The Fire Is Still Here

Day 71 – February 2, 2026

Today I realized something important.

Everything that happened last year did not extinguish the fire inside me. If anything, it clarified it. That feels worth saying slowly, because there is a difference between being burned and being erased, and I have spent enough time in the aftermath to know exactly which one happened.

I was burned and changed. Dragged through fear, grief, violation, survival, and all the ugly little administrative details that follow when your life gets split open by someone else’s cruelty.

But erased? Never.

There is a very particular kind of strength that develops when you survive something that should have broken you. And I don’t mean the loud kind. Not swagger. Not performance. Not that exhausting, filtered version of strength people love to parade around online like confidence is just a good angle and an inspirational caption.

I mean certainty.

The kind that settles into your bones after you’ve seen yourself in the worst light imaginable and realized you are still there. Still breathing. Still thinking. Still capable of telling the truth even when your body is begging you not to. Still capable of dragging your life forward when the foundation has cracked and everyone else is out here acting like “resilience” is a personality trait instead of hard labor.

That kind of certainty changes you.

Because once you know what fear feels like, like really know it, you stop romanticizing smaller terrors. Once you know what it means to speak while shaking, to survive while unraveling, to keep rebuilding when no part of the process feels noble or cinematic, other things lose some of their power.

People’s opinions, for example. How funny that those ever mattered.

I think that’s part of what I felt today. Not “I am fearless now,” because let’s not embarrass ourselves with nonsense. Fear still exists. Trauma did not politely excuse itself just because I’ve become more interesting. But fear is no longer the only force in the room.

There is something else now. Something hotter. Something cleaner. Something less frantic and more deliberate.

Fire.

Not the wild kind that destroys just to prove it can. The controlled kind. The expensive kind. The kind that lights the room and changes the temperature without once needing to explain itself. That’s what survived.

The part of me that is curious and difficult and too alive to be reduced by what happened. The part that still wants things. Still notices beauty. Still notices absurdity. Still notices people, which may be my most deranged trait of all considering the educational year I just had.

But I do. And that matters.

Because if the fire is still here, then so am I. Not just in the technical sense. Not just in the “well, she’s still breathing and making coffee and taking the dog out” sense. I mean in the deeper sense. The real me.

The one who asks questions. The one who reads a room in five seconds and then smiles like she doesn’t already know. The one who can be soft without being stupid, warm without being available for harm, and sharp without apologizing for the edge.

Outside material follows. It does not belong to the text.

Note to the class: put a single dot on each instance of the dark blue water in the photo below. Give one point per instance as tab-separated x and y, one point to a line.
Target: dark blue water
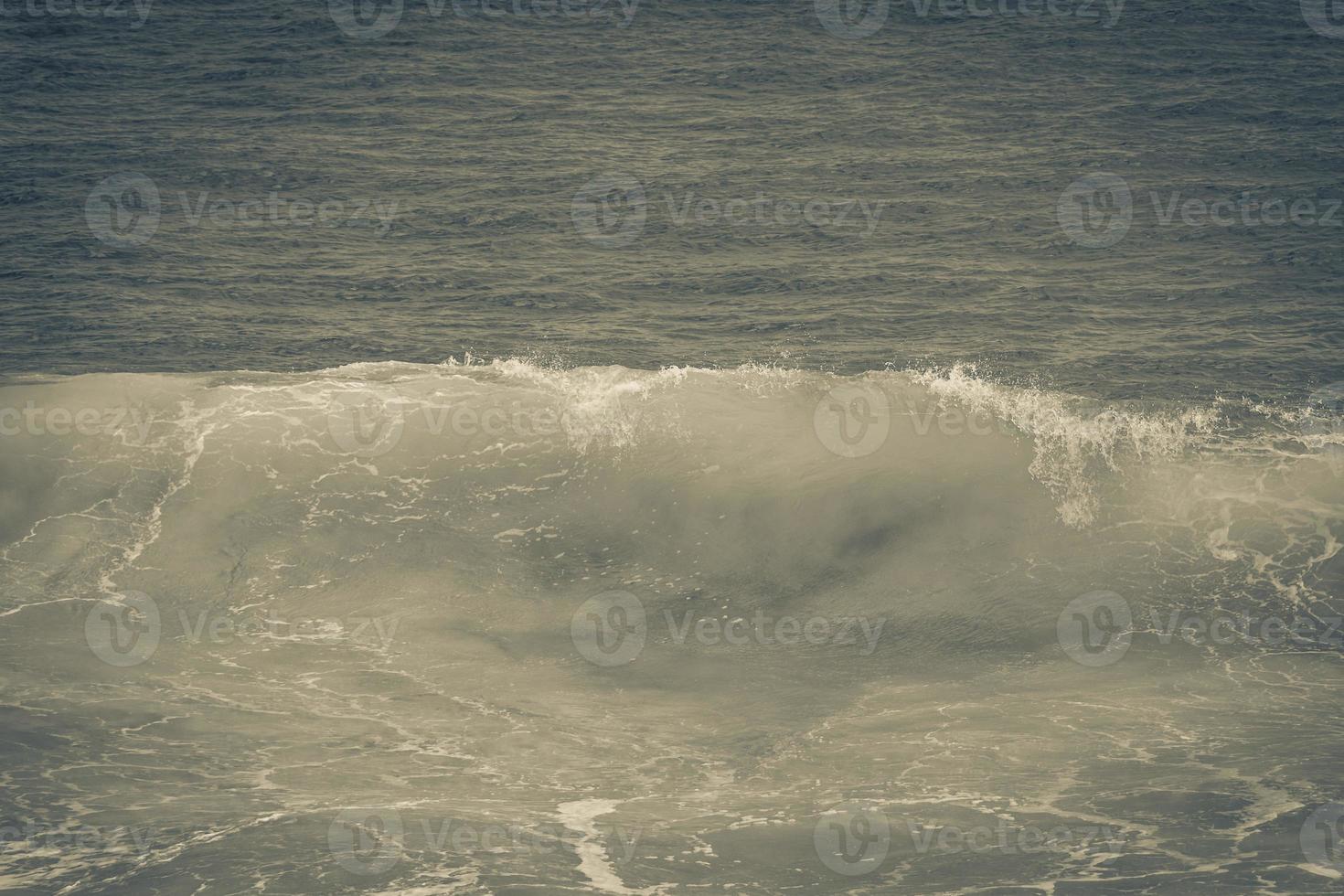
854	406
449	154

That woman is still here. Maybe more fully here now than she has ever been.

Roger spent most of the evening sleeping beside me like a snoring guardian with no concept of irony and complete faith in tomorrow. His confidence in the future remains absolute. Honestly? I’m beginning to understand the appeal.

Because if I can survive last year and still feel this fire in me, this intelligence, this nerve, this appetite for truth and life and whatever comes next. Then maybe the story is not “look what happened to her.” Maybe it’s “look what survived.” That feels more accurate. And much more interesting.

Chaos in one hand. Grace in the other.

And the fire inside me still very much alive, still beautifully inconvenient, and still entirely too bright to mistake for ruin.